A chemical like NQS leaves a mark not just through test results but through its manufacturing, use, and disposal cycles. On the economic side, its relatively affordable synthesis and straightforward shipping keep long-term costs below those of many specialty reagents. Labs running tight budgets can rotate to NQS-based procedures without heavy capital investments, allowing staff to stretch grant money or annual budgets farther.
In environmental compliance, NQS contains no heavy metals and breaks down more easily than many industrial reagents. This reduces regulatory paperwork and lessens the toxic burden on waste streams. Facilities equipped with liquid waste neutralization tanks adapt well to NQS-containing effluent, following local laws about pH and residue. For regions working to move away from legacy pollutant chemistry, that reduced environmental risk looks more and more attractive. In my view, as organizations commit to greener standards, NQS births new test methods that serve both science and sustainability.
Behind every bottle of NQS sits decades of published research and firsthand trial. Journals ranging from analytical chemistry to environmental monitoring continue to publish new work on expanding its scope. Methods development for rapid diagnostic kits—especially for field and point-of-care uses—relies on the simplicity and stability NQS delivers. As tech evolves, some hope for digital readouts and microfluidic integration, which could shrink the whole workflow to a card or chip.
Opportunities for innovation remain. Chemists in collaborative workgroups now tinker with combining NQS with nanoparticles or immobilizing it onto test strips for even easier reading. These hybrid approaches cut down on reagent usage per test and reduce exposure risks for personnel. Students and junior researchers, freed from long training on difficult methods, leap from classroom to fieldwork more quickly—a progress that benefits labs and communities alike.

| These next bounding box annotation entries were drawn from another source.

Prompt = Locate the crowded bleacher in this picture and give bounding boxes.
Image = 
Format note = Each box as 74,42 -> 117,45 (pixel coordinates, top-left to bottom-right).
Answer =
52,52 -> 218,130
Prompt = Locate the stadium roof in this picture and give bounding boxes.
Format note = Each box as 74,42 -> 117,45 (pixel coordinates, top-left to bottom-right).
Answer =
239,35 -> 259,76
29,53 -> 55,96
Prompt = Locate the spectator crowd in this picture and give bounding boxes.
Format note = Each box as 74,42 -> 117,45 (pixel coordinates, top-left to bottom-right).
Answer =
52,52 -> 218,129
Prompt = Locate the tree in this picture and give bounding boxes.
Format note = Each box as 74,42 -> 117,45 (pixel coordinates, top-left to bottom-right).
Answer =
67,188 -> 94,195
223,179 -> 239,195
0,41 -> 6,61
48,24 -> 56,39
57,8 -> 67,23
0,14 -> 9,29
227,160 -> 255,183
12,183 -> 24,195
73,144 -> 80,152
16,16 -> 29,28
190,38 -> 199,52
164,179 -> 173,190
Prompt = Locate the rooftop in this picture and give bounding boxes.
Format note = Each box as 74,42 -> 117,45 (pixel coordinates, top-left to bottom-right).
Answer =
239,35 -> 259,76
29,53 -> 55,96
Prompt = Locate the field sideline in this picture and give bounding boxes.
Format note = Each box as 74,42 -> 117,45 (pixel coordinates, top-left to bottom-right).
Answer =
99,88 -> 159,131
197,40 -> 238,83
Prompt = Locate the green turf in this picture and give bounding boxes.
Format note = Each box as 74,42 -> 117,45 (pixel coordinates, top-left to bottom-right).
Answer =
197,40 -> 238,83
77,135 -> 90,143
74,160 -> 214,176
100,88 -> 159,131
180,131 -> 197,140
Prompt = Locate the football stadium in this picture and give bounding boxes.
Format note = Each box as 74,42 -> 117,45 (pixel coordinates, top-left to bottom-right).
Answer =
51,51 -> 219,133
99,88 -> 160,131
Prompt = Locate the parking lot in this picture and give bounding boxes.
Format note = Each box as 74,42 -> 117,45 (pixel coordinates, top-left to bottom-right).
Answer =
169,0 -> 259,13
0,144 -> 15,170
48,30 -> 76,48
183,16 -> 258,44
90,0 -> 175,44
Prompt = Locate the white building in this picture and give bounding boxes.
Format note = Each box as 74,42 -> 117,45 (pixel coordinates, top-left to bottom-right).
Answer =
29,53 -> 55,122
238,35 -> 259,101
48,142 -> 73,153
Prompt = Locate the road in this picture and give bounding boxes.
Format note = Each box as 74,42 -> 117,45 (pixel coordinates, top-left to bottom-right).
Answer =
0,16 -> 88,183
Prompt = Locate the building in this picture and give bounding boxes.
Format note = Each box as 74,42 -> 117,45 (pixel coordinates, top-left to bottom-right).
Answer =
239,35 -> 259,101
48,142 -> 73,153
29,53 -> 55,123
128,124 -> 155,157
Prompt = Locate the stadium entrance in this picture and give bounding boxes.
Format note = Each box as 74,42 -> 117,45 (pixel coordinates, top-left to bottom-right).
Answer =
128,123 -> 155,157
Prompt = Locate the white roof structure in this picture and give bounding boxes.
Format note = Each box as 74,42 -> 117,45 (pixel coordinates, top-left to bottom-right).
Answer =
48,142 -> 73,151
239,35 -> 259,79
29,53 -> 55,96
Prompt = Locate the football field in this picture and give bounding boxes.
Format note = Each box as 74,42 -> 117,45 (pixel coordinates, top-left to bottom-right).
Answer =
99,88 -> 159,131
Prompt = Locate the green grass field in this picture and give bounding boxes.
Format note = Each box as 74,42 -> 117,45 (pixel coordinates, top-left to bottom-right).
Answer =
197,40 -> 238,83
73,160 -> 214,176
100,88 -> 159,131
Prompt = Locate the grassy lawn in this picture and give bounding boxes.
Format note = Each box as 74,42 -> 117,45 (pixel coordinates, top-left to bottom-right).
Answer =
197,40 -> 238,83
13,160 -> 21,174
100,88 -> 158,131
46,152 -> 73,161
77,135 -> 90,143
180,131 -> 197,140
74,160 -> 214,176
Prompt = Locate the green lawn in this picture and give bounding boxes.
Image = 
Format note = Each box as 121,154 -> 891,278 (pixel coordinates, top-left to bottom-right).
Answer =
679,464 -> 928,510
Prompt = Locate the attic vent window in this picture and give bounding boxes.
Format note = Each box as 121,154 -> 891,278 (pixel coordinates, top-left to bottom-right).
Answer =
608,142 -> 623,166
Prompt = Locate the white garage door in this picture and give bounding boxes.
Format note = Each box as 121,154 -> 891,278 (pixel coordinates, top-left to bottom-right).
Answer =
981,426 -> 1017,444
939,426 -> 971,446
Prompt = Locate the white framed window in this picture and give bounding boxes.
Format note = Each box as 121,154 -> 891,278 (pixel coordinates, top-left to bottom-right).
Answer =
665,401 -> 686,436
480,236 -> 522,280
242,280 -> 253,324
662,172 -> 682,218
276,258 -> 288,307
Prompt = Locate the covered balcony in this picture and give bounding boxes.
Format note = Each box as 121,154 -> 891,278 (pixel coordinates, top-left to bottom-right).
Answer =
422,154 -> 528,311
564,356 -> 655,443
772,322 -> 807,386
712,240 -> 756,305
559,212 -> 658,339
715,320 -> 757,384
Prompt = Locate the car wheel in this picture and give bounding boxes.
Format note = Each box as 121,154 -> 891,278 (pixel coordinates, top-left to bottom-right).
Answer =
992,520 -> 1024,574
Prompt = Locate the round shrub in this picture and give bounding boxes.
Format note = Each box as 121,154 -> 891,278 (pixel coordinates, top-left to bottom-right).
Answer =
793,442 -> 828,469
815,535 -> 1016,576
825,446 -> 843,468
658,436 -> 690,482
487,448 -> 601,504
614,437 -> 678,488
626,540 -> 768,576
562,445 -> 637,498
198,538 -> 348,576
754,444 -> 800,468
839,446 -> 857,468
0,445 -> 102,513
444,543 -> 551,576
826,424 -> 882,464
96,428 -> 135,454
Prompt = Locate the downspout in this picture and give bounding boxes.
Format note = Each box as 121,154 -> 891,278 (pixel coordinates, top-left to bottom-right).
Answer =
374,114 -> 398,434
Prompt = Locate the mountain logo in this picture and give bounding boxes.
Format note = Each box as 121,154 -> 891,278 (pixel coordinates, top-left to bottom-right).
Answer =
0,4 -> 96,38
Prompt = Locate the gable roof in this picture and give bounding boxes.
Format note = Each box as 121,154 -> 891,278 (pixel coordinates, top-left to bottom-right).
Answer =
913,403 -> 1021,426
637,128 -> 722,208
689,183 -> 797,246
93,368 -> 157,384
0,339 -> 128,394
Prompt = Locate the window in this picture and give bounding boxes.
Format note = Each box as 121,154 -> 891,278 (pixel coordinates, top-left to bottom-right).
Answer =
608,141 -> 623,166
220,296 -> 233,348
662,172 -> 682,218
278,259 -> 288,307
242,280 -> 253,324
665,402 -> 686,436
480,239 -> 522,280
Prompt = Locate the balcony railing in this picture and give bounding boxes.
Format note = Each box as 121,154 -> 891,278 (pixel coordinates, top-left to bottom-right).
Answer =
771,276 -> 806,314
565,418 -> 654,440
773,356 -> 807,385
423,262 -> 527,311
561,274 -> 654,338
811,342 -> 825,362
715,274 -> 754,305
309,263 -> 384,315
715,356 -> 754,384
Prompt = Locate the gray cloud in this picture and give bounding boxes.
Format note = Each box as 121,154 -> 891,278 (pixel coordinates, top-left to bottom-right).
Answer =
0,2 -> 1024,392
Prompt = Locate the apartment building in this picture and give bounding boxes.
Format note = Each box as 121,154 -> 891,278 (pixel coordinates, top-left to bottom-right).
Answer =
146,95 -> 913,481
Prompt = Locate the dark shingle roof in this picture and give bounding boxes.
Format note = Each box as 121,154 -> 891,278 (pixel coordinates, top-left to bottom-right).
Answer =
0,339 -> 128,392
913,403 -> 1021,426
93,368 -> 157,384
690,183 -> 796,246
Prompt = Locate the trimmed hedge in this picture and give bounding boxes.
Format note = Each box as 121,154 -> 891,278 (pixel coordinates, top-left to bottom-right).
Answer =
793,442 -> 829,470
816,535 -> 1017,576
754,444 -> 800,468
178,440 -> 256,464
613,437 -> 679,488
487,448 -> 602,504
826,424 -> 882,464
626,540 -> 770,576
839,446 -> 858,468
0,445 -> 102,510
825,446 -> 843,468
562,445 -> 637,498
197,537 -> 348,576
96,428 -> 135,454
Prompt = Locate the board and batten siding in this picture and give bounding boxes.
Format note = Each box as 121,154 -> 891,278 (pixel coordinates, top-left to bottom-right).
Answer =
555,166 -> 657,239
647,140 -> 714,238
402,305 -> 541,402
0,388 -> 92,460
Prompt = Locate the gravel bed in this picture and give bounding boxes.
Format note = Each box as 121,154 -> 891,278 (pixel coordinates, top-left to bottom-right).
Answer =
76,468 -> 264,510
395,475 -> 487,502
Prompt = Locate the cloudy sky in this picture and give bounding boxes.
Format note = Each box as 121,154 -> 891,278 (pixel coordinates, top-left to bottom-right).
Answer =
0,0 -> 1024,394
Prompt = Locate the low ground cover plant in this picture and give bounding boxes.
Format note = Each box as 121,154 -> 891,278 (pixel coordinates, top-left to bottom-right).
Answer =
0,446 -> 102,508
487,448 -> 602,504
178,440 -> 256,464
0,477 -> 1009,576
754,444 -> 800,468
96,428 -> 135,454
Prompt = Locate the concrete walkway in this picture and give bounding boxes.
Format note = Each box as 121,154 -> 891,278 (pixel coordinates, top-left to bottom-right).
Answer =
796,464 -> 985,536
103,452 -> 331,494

Glancing back over my years in the field, products like NQS capture both the promise and the responsibility that come with high-impact reagents. Their role as analytical cornerstones is not just a function of chemistry; it's built on a blend of clarity, accessibility, and an evolving awareness of safety and transparency. As regulations, technologies, and expectations shift, NQS adjusts, continuing to support fast, accurate, and safer testing.
Every time a color turns in a test tube, there's a chain of trust: the operator’s skill, the reagent quality, the storage record, and the data logging system. For those invested in high-stakes outcomes—whether drug safety, water quality, or chemical discovery—NQS remains an invaluable partner. The ongoing dialogue among researchers, suppliers, auditors, and end users ensures that this compound isn’t just a product on a shelf, but a linchpin for better, more responsible science worldwide.